Opportunities were generated by Covid.
While other industries struggled during the epidemic, software and cloud computing service providers witnessed a surge in demand for their products.
The epidemic crystallised a demand for their services, making 2020 a banner year for many.
“People wanted to utilise their time when businesses was a bit slow during the pandemic, to drive their digital transformation, and it become a priority,” said Monzer Tohme, a sales director for the software provider, Infor, which provides business applications via the cloud.
“It’s no longer, I have a plan for the coming three to five years. That plan has been shortened, and they’ve made sure to get started as soon as possible.
The octopus technology
Technology can no longer be classified as a separate business; digital tendrils have infiltrated every industry, and the pandemic has further exacerbated this tendency.
According to Mr. Tohme, simply being local is no longer an option since businesses cannot thrive.
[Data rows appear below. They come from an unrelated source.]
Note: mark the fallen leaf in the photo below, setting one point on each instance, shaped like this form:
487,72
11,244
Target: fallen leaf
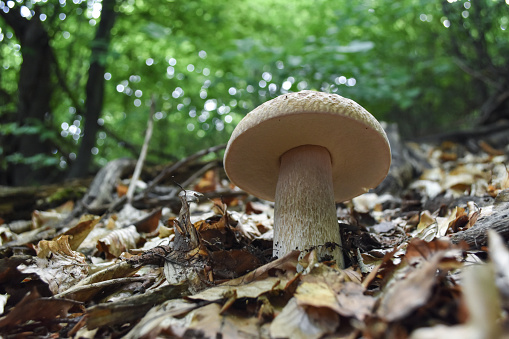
298,322
119,241
32,308
57,265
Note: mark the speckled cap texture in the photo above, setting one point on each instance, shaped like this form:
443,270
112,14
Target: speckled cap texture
357,143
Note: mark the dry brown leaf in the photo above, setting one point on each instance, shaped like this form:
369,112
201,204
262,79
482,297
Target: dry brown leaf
298,322
119,241
253,289
32,307
150,222
407,294
118,270
79,232
327,287
57,265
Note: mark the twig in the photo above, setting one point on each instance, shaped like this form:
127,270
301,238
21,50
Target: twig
169,170
102,284
143,154
192,178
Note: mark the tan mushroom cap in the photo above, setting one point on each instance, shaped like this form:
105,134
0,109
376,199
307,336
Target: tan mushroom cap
358,145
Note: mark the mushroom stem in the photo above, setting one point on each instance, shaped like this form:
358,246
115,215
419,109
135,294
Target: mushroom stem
305,210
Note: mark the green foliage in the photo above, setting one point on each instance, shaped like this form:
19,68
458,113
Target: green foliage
207,63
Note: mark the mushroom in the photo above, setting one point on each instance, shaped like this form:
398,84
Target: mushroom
306,151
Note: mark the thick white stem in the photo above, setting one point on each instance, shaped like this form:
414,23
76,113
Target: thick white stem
305,210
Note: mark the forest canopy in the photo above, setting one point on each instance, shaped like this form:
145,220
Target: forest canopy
80,78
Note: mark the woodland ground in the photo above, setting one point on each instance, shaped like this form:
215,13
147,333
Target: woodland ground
163,262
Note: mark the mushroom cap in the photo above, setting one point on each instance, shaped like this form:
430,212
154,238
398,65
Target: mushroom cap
359,149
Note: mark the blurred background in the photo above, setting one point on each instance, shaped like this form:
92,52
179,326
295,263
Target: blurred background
79,78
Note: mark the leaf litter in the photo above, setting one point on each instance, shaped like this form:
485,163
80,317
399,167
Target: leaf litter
199,263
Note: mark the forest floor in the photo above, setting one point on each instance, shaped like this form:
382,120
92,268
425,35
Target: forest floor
425,258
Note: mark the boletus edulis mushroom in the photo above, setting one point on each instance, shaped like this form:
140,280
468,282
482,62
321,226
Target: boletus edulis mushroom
306,151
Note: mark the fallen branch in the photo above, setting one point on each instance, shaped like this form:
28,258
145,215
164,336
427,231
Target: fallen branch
477,235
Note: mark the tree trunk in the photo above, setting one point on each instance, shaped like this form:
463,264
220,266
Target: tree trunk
94,89
34,94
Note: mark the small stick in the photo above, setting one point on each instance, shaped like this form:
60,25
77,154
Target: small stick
143,154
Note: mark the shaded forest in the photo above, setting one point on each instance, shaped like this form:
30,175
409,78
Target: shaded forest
79,77
124,213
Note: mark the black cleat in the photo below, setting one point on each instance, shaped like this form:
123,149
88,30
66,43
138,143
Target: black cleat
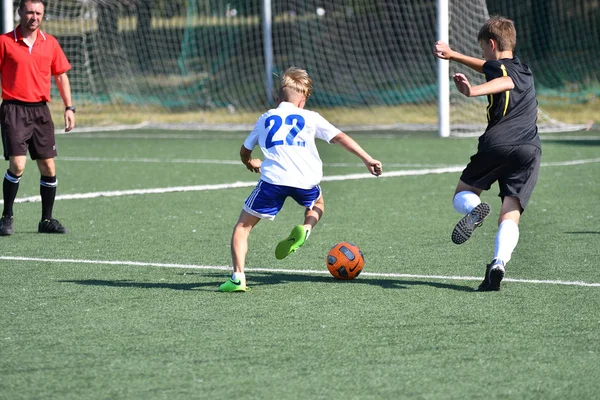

“Today they don’t have the option of not being online, whether they’re selling or servicing their customers,” he said
“Some of our clients have taken the full-fledged digital transformation journey, some went with one part of the business to test the ground
“Today I can easily say the highest percentage of customers are keen on moving, partially or completely to the cloud.”
According to Sitecore’s Mr. Al-Khotani, the wide range of visitors at Gitex demonstrated this tendency.
“This is a great platform, not only for technology people, but what I noticed this year is we have visitors from marketing, finance and communication,” he said.
“We have visitors from Europe, South Africa, Kenya and Russia – I’ve seen a lot of people coming from all over the world.”